8. The method according to claim 1, characterized in that, Based on the operational data, determine the second capacity loss of each cell due to the inconsistency of cell capacity within the battery cluster, including: The timing sequence of the running data is aligned and then merged to obtain aligned data; The voltage inflection point of each cell in a single charging event is detected in the aligned data, and the timestamp of each voltage inflection point is determined. The voltage inflection point with the smallest timestamp among all voltage inflection points is determined as the first voltage inflection point, and the voltage inflection point with the largest timestamp is determined as the second voltage inflection point. Based on the first voltage inflection point and the second voltage inflection point, the charging current in the battery cluster is integrated to obtain the second capacity loss of each cell.
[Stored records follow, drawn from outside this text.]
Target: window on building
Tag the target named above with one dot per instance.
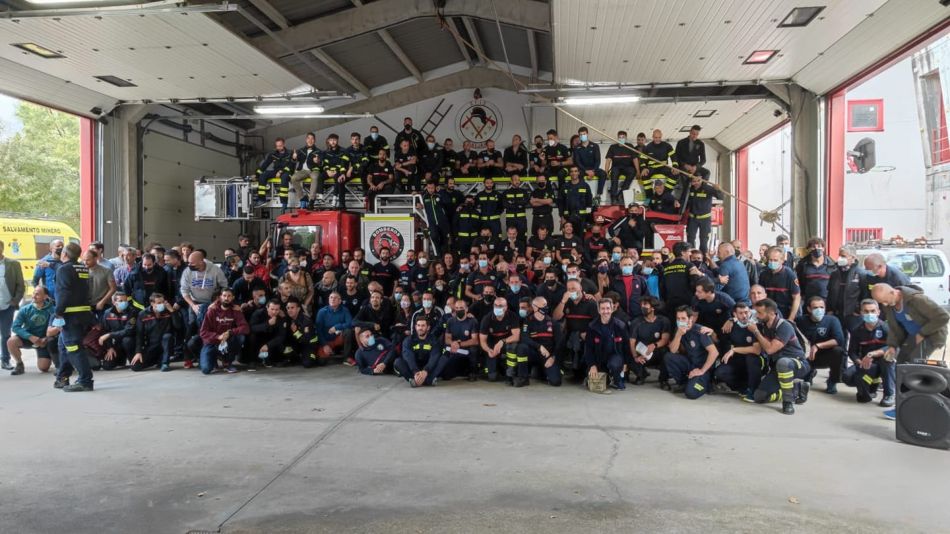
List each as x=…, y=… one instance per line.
x=861, y=235
x=935, y=116
x=866, y=115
9. The method according to claim 8, characterized in that, Detecting the voltage inflection point of each cell in a single charging event from the aligned data includes: Extract the voltage data of each cell corresponding to a single charging event from the operational data; Based on a predetermined number of sampling points, the first and second derivatives of the voltage with respect to time for each battery cell are determined using the central difference algorithm, wherein the number of sampling points is not less than 15. The voltage inflection point of each cell is determined based on the first and second derivatives corresponding to the voltage data of each cell.

10. The method according to claim 9, characterized in that, Extract the voltage data of each cell corresponding to a single charging event from the operational data, including: Extract the raw current and raw voltage data of each cell corresponding to a single charging event from the operational data; Based on the raw current data of each cell, the stable charging phase of each cell in a single charging event is determined; Based on the stable charging phase of each cell in a single charging event, the voltage data of each cell is extracted from the raw voltage data of each cell.
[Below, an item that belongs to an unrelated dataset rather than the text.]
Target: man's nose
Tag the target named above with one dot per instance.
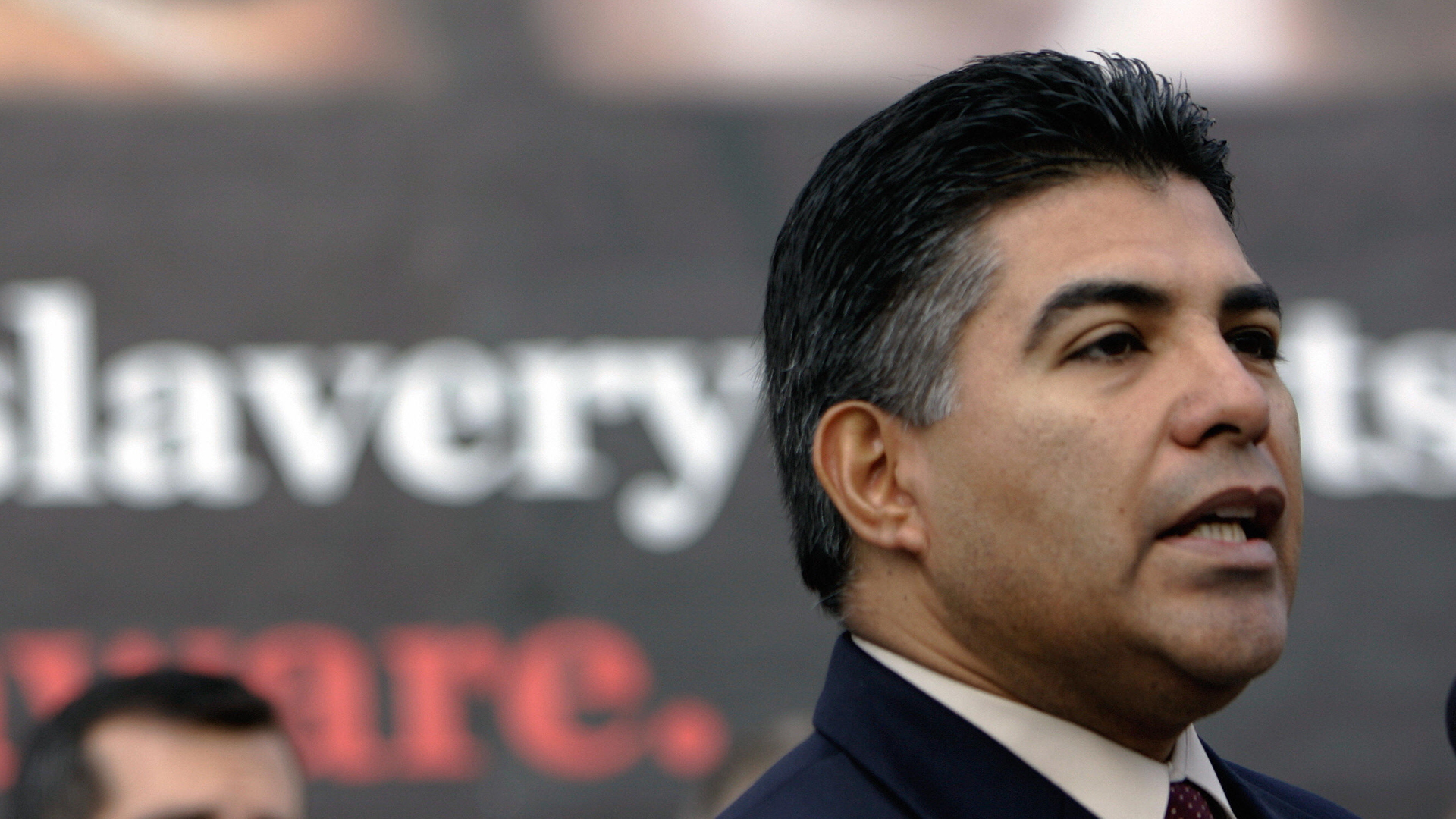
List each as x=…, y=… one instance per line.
x=1220, y=397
11. The method according to claim 10, characterized in that, Based on the raw current data of each cell, determine the stable charging phase of each cell in a single charging event, including: The original current data of each of the battery cells is sampled to obtain the current value of each sampling point, and the difference between the current values ​​of adjacent sampling points is taken as the current change of adjacent sampling points. If the current change corresponding to a preset number of consecutive sampling points is less than a preset threshold, the time interval corresponding to the preset number of consecutive sampling points is determined as a stable charging stage.

12. The method according to claim 10, characterized in that, Based on the stable charging phase of each cell in a single charging event, voltage data for each cell is extracted from the raw voltage data of each cell, including: Extract the data corresponding to the stable charging stage from the raw voltage data of each of the battery cells; The extracted data is cascaded and filtered based on a preset sliding window to obtain the voltage data of each battery cell.
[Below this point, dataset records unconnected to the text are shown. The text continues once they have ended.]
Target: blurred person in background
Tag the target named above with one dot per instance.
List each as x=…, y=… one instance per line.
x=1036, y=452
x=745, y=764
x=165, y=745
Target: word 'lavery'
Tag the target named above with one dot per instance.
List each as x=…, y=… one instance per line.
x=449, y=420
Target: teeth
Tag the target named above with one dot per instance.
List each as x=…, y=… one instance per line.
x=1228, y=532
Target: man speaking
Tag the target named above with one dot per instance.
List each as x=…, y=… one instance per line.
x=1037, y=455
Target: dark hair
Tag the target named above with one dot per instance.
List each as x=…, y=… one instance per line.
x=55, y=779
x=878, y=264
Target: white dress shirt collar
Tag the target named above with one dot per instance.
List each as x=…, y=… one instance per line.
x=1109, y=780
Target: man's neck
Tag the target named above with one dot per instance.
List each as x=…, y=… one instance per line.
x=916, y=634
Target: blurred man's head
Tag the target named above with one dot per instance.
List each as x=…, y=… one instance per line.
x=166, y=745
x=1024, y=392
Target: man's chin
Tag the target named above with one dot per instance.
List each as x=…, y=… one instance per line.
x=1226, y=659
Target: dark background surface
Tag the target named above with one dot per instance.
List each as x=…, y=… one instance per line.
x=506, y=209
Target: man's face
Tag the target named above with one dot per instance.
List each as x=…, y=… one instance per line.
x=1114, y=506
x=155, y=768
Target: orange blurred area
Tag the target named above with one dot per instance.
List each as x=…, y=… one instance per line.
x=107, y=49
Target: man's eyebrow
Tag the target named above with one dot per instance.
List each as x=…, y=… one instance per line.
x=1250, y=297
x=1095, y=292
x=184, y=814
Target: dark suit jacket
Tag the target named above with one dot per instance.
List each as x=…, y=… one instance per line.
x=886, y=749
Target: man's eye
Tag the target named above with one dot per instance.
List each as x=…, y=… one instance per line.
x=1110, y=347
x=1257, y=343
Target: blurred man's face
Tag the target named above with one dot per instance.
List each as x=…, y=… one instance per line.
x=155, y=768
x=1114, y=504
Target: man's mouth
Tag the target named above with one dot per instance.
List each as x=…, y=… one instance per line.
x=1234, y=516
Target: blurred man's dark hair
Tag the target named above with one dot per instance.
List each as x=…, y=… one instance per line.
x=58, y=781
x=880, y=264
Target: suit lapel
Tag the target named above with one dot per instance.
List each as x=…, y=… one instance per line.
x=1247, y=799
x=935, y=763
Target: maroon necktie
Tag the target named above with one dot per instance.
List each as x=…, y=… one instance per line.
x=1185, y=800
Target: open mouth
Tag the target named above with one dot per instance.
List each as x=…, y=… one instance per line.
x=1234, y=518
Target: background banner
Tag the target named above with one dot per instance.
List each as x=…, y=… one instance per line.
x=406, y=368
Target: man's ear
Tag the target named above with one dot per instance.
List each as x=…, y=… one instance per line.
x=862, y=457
13. The method according to claim 12, characterized in that, The sliding window includes: a first-level sliding window with a window width of a first preset length, a second-level sliding window with a window width of a second preset length, and a third-level sliding window with a window width of a third preset length, wherein the first preset length, the second preset length, and the third preset length increase sequentially.

14. An electronic device comprising a processor and a memory storing a computer program, characterized in that, When the computer program is executed by the processor, it can implement the method for assessing battery health status as described in any one of claims 1 to 13.

15. A non-transient computer storage medium storing a computer program, characterized in that, When the computer program is executed by a processor, it implements the method for assessing battery health as described in any one of claims 1 to 13.